FAILURE: in first configuration

mc5686 · 21 June 2023 15:02

I think I found the problem (see below).
I will test in a non-IPFire but equivalent VM to ascertain correctness of my analysis, but I have no clue about how to compile for IPFire.
I’ll report ASAP.

bonnietwin · 21 June 2023 15:09

There was nothing “below” indicating what the cause is thought to be.
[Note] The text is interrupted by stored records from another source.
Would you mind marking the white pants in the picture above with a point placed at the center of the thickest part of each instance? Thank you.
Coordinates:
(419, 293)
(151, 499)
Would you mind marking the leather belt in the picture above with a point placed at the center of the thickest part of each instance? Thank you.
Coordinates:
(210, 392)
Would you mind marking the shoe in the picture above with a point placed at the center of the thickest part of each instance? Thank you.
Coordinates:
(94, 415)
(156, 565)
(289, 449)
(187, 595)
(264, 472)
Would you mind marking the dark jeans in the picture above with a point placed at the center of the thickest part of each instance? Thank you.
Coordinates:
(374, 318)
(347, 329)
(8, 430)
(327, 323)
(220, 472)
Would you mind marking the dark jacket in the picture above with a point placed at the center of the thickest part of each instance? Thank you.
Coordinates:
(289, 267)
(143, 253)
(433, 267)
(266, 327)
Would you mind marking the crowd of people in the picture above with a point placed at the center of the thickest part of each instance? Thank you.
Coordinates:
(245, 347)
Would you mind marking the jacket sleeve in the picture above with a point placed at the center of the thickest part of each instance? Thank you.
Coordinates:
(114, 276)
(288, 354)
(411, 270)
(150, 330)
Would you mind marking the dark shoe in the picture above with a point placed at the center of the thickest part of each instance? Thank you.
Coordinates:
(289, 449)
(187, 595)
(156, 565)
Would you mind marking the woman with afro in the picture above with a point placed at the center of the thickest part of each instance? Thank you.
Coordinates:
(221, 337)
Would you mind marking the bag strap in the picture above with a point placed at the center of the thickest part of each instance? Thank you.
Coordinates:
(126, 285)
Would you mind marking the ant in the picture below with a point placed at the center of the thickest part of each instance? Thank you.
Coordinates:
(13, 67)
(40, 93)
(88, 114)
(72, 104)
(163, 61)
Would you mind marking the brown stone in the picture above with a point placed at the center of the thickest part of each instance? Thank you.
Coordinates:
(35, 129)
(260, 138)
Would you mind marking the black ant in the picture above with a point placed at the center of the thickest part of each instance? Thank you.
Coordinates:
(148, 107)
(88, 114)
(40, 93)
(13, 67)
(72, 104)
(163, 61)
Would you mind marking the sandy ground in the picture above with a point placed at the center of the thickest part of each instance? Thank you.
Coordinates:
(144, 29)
Maybe you missed to attach or copy and paste something?

In the c code the following article is listed

http://lwn.net/Articles/301888/

and this covers the principle of what the code is doing by looking at some standard memory locations defined by Intel & AMD for hypervisor info.

mc5686 · 21 June 2023 15:29

My bad.
I was answering your question so I assumed my previous comment would have been “below”, while it is actually “above”.
Sorry for the confusion.
I copy it here so to avoid further mishap:

Analyzing code it seems there’s a problem:

in my case /sys/hypervisor/type is not present, so the __asm__ check is performed.

I am under an hypervisor (QEmu) and thus presumably has_hypervisor is TRUE

if sig.text is not empty the check loop is entered.

if string is not found before loop will try strcmp(hypervisor_ids[HYPER_OTHER], sig.text)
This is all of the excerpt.